Der Artenbestand sei, ähnlich wie bei den Insekten, zum Teil um 60 bis 75 Prozent eingebrochen, sagt Willner. Das Artensterben sei mittlerweile überall festzustellen. Freisings BN-Kreisvorsitzender spricht von einem „schleichenden Prozess, der sich leider nicht mehr aufhalten lässt“. Das Hauptproblem auch für den Rückgang der Amphibien sieht er in der intensiven Landwirtschaft und dem Pestizideinsatz. Selbst in Naturschutzgebieten seien Pestizideinträge festzustellen, die Pufferzonen seien nicht groß genug. Hinzu kämen die „Verbauung der Landschaft“ und der Klimawandel. Der lässt die Amphibien womöglich anfälliger werden für Krankheiten. Eine große Bedrohung für die Bestände ist aktuell der Befall mit dem Chytridpilz. Gerade bei milden Temperaturen könne er sich ausbreiten, erklärt Willner.

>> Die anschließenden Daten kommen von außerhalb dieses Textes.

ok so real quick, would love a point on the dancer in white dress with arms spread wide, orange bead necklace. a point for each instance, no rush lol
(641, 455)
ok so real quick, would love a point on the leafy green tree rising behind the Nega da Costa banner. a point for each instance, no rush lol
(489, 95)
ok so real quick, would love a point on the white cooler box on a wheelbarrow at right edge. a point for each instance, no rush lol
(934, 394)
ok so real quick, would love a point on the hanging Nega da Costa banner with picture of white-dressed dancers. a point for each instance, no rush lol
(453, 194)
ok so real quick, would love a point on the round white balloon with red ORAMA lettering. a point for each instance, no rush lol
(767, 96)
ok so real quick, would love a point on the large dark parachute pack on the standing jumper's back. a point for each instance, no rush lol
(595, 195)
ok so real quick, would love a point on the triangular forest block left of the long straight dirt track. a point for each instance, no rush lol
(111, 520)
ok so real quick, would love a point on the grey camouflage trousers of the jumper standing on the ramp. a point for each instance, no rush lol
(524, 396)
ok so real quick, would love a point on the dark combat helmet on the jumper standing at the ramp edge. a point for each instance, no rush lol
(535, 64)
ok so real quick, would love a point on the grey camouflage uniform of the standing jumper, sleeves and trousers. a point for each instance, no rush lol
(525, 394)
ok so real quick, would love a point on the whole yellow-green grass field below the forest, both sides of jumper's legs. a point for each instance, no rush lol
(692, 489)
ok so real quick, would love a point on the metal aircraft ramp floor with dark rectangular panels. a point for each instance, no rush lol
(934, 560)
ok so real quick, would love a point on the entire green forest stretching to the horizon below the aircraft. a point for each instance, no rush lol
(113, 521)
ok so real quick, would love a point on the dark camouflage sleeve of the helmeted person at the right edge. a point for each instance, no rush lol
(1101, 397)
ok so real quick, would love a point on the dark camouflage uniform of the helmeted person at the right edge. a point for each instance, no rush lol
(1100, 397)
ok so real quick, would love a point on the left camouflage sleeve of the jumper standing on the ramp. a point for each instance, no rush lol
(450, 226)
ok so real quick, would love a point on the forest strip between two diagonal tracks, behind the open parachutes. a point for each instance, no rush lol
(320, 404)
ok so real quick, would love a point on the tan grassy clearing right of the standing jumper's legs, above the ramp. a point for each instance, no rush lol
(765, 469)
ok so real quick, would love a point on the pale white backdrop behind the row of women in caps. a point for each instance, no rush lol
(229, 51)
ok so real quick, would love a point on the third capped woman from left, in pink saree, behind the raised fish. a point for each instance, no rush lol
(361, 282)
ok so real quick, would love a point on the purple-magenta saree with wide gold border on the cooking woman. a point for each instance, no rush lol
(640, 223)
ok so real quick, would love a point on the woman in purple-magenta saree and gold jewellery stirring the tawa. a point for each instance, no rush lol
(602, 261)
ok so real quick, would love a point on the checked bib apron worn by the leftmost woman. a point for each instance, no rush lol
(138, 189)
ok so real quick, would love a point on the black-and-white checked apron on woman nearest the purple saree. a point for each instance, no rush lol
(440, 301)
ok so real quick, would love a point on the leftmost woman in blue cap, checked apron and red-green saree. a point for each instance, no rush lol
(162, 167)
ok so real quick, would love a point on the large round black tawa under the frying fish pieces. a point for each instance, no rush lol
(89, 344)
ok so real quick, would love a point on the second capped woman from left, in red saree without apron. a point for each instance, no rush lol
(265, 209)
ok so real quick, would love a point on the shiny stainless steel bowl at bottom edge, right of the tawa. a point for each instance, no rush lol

Auch bei Langengeisling ist die Zahl der querenden Amphibien stark zurückgegangen. 2024 waren es laut Sabine Lanzner insgesamt etwa 630 Tiere in beide Richtungen, früher mehr als 1000. Den Zaun dort hat diesmal das Staatliche Bauamt Freising aufgebaut, Helfer des Bund Naturschutz betreuen den Standort.
Besonders drastisch war der Rückgang im Bereich Dorfen und St. Wolfgang zu beobachten. Um das Jahr 2000 wurden an zwei Zäunen noch etwa 2000 beziehungsweise 1000 Tiere gezählt. 20 Jahre später waren es so wenige, dass die Einsammel-Aktion zunächst bei St. Colomann und 2020 auch bei Gatterberg eingestellt wurde. Auch Lanzner nennt dies „sehr erschreckend“. Sie kann, immerhin, aber auch über eine positive Entwicklung berichten. Am Regenrückhaltebecken in Buch am Buchrain habe man in den vergangenen Jahren steigende Zahlen verzeichnet.
Die ehrenamtlichen Helfer leisten „einen immensen Beitrag“, sagt der BN-Kreis-Vorsitzende
Auch im Landkreis Freising kümmern sich an mehreren Orten Privatpersonen um die wandernden Amphibien, zum Beispiel in Hörgertshausen, Gandorf oder Rudelzhausen. Bei Schernbuch, Gemeinde Paunzhausen, engagiert sich Claus Niewierra gemeinsam mit einem weiteren Helfer. Sie hatten beobachtet, dass sich mit dem Umbau der Unterführung dort vor etwa neun Jahren auch der Wanderweg der Amphibien veränderte. Dutzende Tiere wurden überfahren. Niewierra wollte das nicht hinnehmen, seitdem hat er im Frühjahr ein arbeitsintensives Hobby.
Am vergangenen Freitag und Samstag bauten die beiden ehrenamtlichen Helfer den Zaun auf, „acht bis zehn Stunden an beiden Tagen“. Morgens sammeln sie in der Wanderzeit eine Stunde lang die Amphibien ein, „zu 95 Prozent Erdkröten“, aber auch Frösche, Teich- und Bergmolche. „Möglichst früh, um sie nicht zu lange warten zu lassen“, sagt Niewierra. 500 bis 700 Stück sind es in etwa. Auch er hat beobachtet, dass es weniger werden.
„Wir sind den Ehrenamtlichen sehr dankbar für den immensen Beitrag, den sie leisten“, sagt Tobias Meyer von der Unteren Naturschutzbehörde in Freising. Wie viele Tiere im Landkreis pro Jahr insgesamt eingesammelt werden, darüber gebe es derzeit noch keine aussagekräftigen Statistiken, weil dafür Beobachtungen über mehrere Jahre notwendig seien. „Wir wollen das Monitoring in den nächsten Jahren aber ausbauen.“ Auf dieser Grundlage lässt sich dann verfolgen, ob der Artenschwund weitergeht. Amphibien seien ein wichtiger Bestandteil des Feucht-Ökosystems. Wird die Artenzusammensetzung zerstört, warnt Wolfgang Willner, „funktioniert es nicht mehr“.